Y es que no solo los dioses hacen milagros. Los matemáticos tienen su propia definición de un evento milagroso para poder encajarlo en sus ecuaciones sobre aleatoriedad: aquel que sucede con una frecuencia de una vez por millón, acuñada por J. E. Littlewood. Otro matemático Émile Borel, planteó que un millón de monos aporreando un millón de máquinas de escribir acabarían escribiendo el Quijote, con tal de que haya tiempo suficiente (milenios, o más bien eones) para que el azar haga su trabajo.
Cada día se juegan 10 millones de partidas en Chess.com y 5 millones en Lichess.org, las dos plataformas más populares del mundo. Esto significa que 15 jugadores juegan divinamente cada día.
¿Y cuál es su veredicto sobre Niemann? Regan ha analizado no solo la partida de marras contra Carlsen, sino todas las que jugó en los últimos dos años, remotas y presenciales. Y muestra los resultados en una curva de campana cuya distribución es normal. Por tanto, inocente. (De momento, pues la FIDE seguía investigando al cierre de este reportaje). Y explica a Chessbase que la fortaleza de Niemann no depende tanto de su calidad, sino de que sus rivales bajan su rendimiento al enfrentarlo. Gana quien comete menos errores. Y otro campeón mundial, Anatoly Kárpov, le da la razón: «No es Niemann juagase muy bien, es que Carlsen jugó mal».
La fórmula matemática antitrampas
Qué nivel alcanzaría Dios en el ajedrez no es una pregunta retórica. Los científicos llevan décadas intentando responderla.

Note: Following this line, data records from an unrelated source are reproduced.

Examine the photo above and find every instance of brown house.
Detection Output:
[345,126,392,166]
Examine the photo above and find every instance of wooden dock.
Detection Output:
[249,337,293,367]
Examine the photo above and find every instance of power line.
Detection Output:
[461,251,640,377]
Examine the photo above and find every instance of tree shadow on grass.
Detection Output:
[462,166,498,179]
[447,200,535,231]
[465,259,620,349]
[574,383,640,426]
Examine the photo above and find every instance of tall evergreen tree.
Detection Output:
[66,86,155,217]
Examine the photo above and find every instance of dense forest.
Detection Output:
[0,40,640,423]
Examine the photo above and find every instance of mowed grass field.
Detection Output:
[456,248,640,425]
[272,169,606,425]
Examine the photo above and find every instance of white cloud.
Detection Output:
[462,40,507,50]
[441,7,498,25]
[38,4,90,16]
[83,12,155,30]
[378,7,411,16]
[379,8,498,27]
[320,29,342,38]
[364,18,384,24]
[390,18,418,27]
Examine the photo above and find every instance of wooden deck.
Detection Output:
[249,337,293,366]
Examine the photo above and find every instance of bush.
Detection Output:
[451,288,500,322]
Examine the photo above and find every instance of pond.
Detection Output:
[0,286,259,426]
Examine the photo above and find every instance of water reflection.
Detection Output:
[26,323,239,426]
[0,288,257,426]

Se puede formular de otra manera: ¿existe el juego perfecto? Por el momento, la respuesta es no. Y no está claro que las computadoras se estén acercando. Ken Regan argumenta que la puntuación ELO, un método estadístico para valorar la habilidad relativa de los jugadores, de una entidad divina sería de 3600. Carlsen alcanzó en 2019 la cifra de 2882. El límite humano. Pero Stockfish, el programa más potente, con permiso del algoritmo de AlphaZero, que ahora se dedica a cosas más útiles, como predecir la estructura de millones de proteínas, anda ya por los 3400.

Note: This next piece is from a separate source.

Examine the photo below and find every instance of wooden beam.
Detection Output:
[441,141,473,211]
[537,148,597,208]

¿Lo tienen al alcance de la mano? No tan rápido... El ajedrez es un laboratorio del cosmos. En los 64 escaques del tablero se pueden probar múltiples tecnologías porque es un espacio confinado y sujeto a unas reglas y, por tanto, manejable. Pero al mismo tiempo ofrece una exuberancia combinatoria solo al alcance de un ente sobrenatural: el número de partidas diferentes que pueden jugarse excede al de átomos en el universo. Claude Shannon, el padre de la informática, lo calculó: un 1 seguido de 120 ceros. Este número inconcebible incluso tiene nombre: un vigintillón.

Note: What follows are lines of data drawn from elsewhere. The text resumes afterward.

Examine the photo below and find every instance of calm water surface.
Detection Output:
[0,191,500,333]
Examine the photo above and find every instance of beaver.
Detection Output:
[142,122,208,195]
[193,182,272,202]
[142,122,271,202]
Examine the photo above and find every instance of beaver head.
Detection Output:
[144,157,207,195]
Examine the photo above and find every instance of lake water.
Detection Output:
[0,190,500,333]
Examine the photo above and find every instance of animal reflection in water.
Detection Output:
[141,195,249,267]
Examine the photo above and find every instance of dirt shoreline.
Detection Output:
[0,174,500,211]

La inteligencia artificial hizo sus pinitos en el ajedrez. Hasta que derrotó a la humanidad. Kaspárov todavía reprime una mueca de disgusto cuando se acuerda de Deep Blue. Aquel armatoste de IBM se basaba en la fuerza bruta de cálculo. Pero hoy las redes neuronales y el aprendizaje automático son mucho más eficientes. ¿Lo serán como para resolver el ajedrez? Si se ponen a calcular todas las probabilidades en una partida, no les da tiempo. El universo se acabaría antes. Pero otros piensan que un ordenador cuántico y algoritmos más astutos podrían conseguirlo. De momento, una máquina ya es capaz de avisarnos de que nos dará mate forzoso en 549 jugadas.